Como notou agudamente Elio Gaspari em sua coluna de quarta (26), a mentalidade de bunker parece dominar os movimentos do pós-governo Dilma-2.

Só o sentimento de "barata-voa", para ficar no jargão brasiliense, explica uma semana que começou com um corte de ministérios sem objetivos e acabou na tentativa de ressurreição bizarra da CPMF.

O tributo surgiu como uma justiça social feita tortamente, e hoje é apenas a segunda parte da sentença. Poderia passar como uma solução emergencial e de consenso nacional que, contudo, só se daria com outra pessoa na cadeira da Presidência.

Esperar apoio congressual ou um abraço de afogados com governadores sugere algo como desespero. Ou alguém vê senadores dando alguma força à ideia de reforçar o caixa de adversários no poder, para ficar no exemplo mais simples? E onde estão agora os banqueiros que correram para proclamar apoio à estabilidade institucional de seus lucros?

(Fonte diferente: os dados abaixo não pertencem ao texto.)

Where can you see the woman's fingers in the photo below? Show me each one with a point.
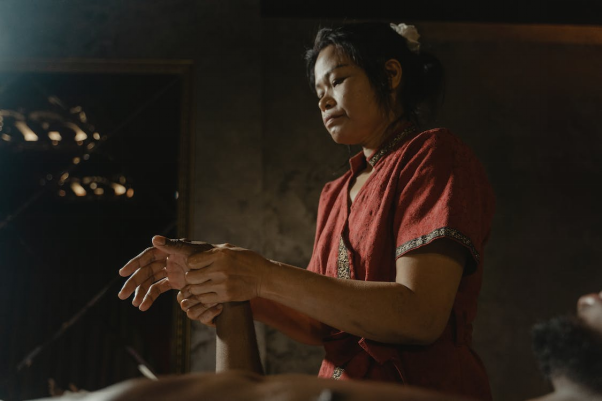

É pantomima, assim como a Agenda Brasil ou a tosa na Esplanada anunciada por um ministro aparvalhado em sua imprecisão ("dez" implica algum plano, não?). São todas estopas jogadas na moribunda fogueira do governo.

O resto está dado. Tirar Michel Temer de vez do centro das decisões, ato tolo da semana passada sacramentado nesta, apenas confirma o ritual funerário em curso.

Como num enterro viking, o caixão do governo navega num barquinho à espera da flecha incendiária a atear fogo em tudo, embora o esforço por uma combustão espontânea esteja sendo redobrado pelo Planalto.

O risco, vide o PIB e as contas públicas, é todos nós perecermos juntos no "Götterdämerung", o apocalíptico crepúsculo dos poderosos de Wagner citado aqui mesmo em julho e que hoje terrivelmente parece mais do que uma metáfora. Para voltar ao bunker hitlerista, só nos faltam os bailes sob a artilharia soviética.